In many cases, development experts say, Chinese financing is unlikely to be direct investment, but "tied loans" offered at low interest rates on the proviso that contracts are given to China's state-run companies. China has used such loans widely in Africa, leading to fears that investment will in fact fail to deliver jobs, and benefit local businesses.
Celia Szusterman, a Latin American lecturer at London's University of Westminster, says the lack of hard cash has already caused disappointment in Argentina, and some recriminations for the government in the press.
There are also questions about Chinese environmental practices, with concerns being raised that CNPC's exploration activities threaten various Amazonian habitats. According to the NGO Amazon Watch, its concessions in Peru threaten the Amarakaeri indigenous people
A Brazilian dam, constructed by a Chinese company, has also provoked concern among campaigners. The Belo Monte project, in the eastern Amazon, is being built to provide electricity for various Chinese-run mines in the region, raising protests that it will benefit Chinese, rather than local, interests.

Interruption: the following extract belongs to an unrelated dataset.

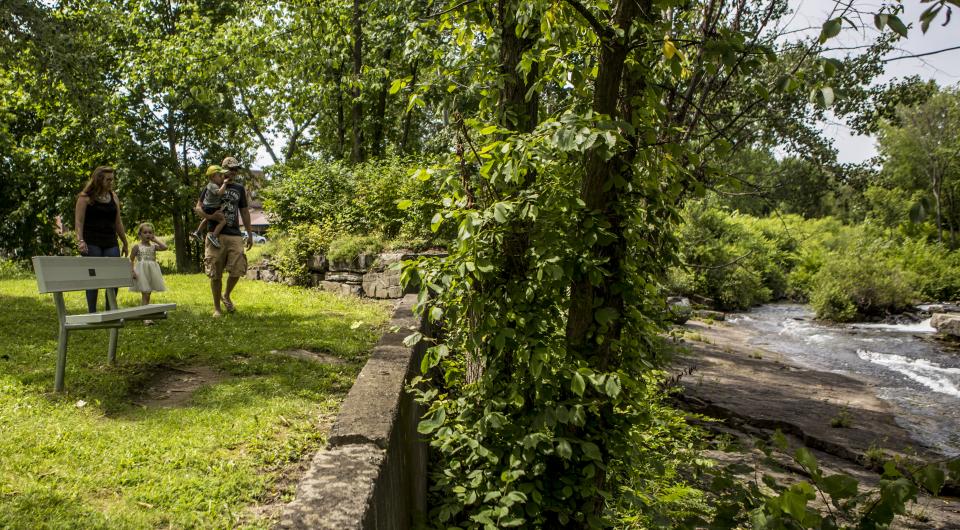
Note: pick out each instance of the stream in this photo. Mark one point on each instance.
(919, 376)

On trade, there is a fevered debate among academics over whether Chinese commerce will help or hinder the region. Only Chile – which has benefited handsomely from copper trade with China – has so far signed a free-trade pact with China. Others are still trying to analyse the net impacts, says Lucio Castro, senior economist at consultants Maxwell Stamp. Industrial groups in Brazil and Mexico have warned their government off the idea of liberalising trade further, in case Chinese goods simply swamp their markets.
Already some of the sheen that surrounded President Hu Jintao's trip to Latin America in November 2004 has worn away, with many questioning whether investment will really materialise, and, if so, in what form. Despite the promise that China's billions will deliver benefits for ordinary people, the long-term consequences of China's Latin push are still open to question.